İlk 20 dakika topun kendisinde kalmasını sağlayarak daha az efor sarf etmeyi planlayan Trabzonspor, kuşkusuz CSKA Moskova maçının yorgunluğunun yaratacağı fiziki düşüşten endişe ediyordu. Hesapta olmayan ise kontrollü oynayan Bursaspor'un özellikle savunmadan çıkarken hiçbir dirençle karşılaşmaması, dolayısıyla bordo-mavili takımın orta alanına beklenenden fazla yük düşmesiydi.
Bu tablonun oluşmasında en önemli etken Burak, Adrian, Halil, Alanzinho gibi isimlerin önde hiç pres yapmaması, adam kovalamamasıydı. Hal böyle olunca son haftalardaki performansı nedeniyle eleştirilen N'diaye'ye gün doğdu. Fransız uyruklu oyuncu orta alanda takımının lideri rolüne soyundu. Trabzonspor sakatlanıp oyundan çıkıncaya dek sağ kanatta Basser'in etkili bindirmeleri karşısında önlem alamadı. Solda Serkan, Ozan İpek ve Vederson karşısında zor anlar yaşadı, çok mücadele etti. Savunma pozisyonunda Serkan'ın yardımına gelen olmaması, Bursaspor'un oyunu hem kanatlara taşmasını kolaylaştırdı, hem pozisyon zenginliği yaşamasını sağladı. Ev sahibinin baskısı karşısında Trabzonspor çaresiz kaldı, topu rakip alana taşımayı bir türlü beceremedi. Gol umudu Burak ikizi gibi yapışık oynayan Serdar Aziz'in markajından kurtulamayınca çareyi geriye çekilmekte buldu ki, Trabzonspor'un rakip ceza alanına gitme şansı iyice azaldı.

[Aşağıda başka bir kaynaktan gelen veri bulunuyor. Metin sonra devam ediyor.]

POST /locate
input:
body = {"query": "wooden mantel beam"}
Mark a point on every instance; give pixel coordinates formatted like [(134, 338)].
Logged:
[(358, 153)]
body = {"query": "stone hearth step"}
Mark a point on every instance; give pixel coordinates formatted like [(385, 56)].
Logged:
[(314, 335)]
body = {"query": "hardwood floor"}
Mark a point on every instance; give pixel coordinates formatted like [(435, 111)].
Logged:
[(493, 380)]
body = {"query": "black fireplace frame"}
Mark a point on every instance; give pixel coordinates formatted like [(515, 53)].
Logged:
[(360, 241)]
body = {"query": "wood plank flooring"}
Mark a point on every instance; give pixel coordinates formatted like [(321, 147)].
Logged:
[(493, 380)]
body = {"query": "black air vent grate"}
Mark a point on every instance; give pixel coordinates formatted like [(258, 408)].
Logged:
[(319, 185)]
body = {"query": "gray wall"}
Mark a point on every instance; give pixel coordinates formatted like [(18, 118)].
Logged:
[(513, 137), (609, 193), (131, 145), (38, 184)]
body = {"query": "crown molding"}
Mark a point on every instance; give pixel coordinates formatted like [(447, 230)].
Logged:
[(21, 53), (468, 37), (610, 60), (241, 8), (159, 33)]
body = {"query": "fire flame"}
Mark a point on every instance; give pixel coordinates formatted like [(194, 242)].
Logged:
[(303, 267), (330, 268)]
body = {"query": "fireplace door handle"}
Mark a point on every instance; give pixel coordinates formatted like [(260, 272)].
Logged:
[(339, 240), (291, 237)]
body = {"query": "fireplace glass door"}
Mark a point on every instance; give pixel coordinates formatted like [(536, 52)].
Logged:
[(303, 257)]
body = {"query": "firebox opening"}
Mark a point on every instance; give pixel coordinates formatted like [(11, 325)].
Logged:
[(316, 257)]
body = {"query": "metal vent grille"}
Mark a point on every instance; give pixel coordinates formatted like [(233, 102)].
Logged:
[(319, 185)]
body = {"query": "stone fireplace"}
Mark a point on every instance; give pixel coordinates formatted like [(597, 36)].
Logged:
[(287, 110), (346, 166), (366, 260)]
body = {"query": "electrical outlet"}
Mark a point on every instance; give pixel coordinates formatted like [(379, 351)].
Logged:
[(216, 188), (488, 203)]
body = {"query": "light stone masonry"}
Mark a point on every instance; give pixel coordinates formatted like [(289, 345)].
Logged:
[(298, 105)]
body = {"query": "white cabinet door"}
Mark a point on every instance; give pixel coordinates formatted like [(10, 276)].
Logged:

İlginç bir ikinci yarı yaşandı. Bursaspor'un bulduğu gol de öyle hakeza. Ozan İpek'in ceza alanı içinde Giray ve Serkan'dan boğuşarak söktüğü topla arka direkte buluşan Sestak'ın sayısı, Trabzonspor'un gardını düşürdü. Bu golden sonra motivasyonunu yitiren bordo-mavili takımın oyuna tutunabilmesi için adeta bir mucize gerekiyordu. Çünkü ibre tamamen Bursaspor lehine dönmüştü. Lakin bunu gerçekleştirmek için çabası da, gücü de yoktu Karadeniz temsilcisinin. Şenol Güneş'in tercihi Brozek ve Mustafa Yumlu'yu sahaya sürmek oldu. Serkan daha ofansif oynayacak, Brozek ile gol yollarını zorlayacaktı. Değişen bir şey olmadı. Ta ki 70 dakika Burak'a nefes aldırmayan Serdar Aziz'in inanılmaz hatası gelinceye dek. Burak bu takım için ne kadar önemli bir silah olduğunu bulduğu ilk fırsatta gösterdi. Serdar'ın ikramını geri çevirmedi, penaltıya sebep oldu ve takımını ayağa kaldıran beraberlik golüne imza attı. İnanın bu gol gelmese, kalan 20 dakika Trabzonspor için tam bir kâbusa dönüşebilirdi.
Sonuç çok adil görünmese de, daha diri kalması gereken Bursaspor'un eşitlik sayısından sonraki performansı dikkat çekiciydi. Bence kazançlı çıkan Trabzonspor, üzülmesi gereken ise Bursaspor takımı idi.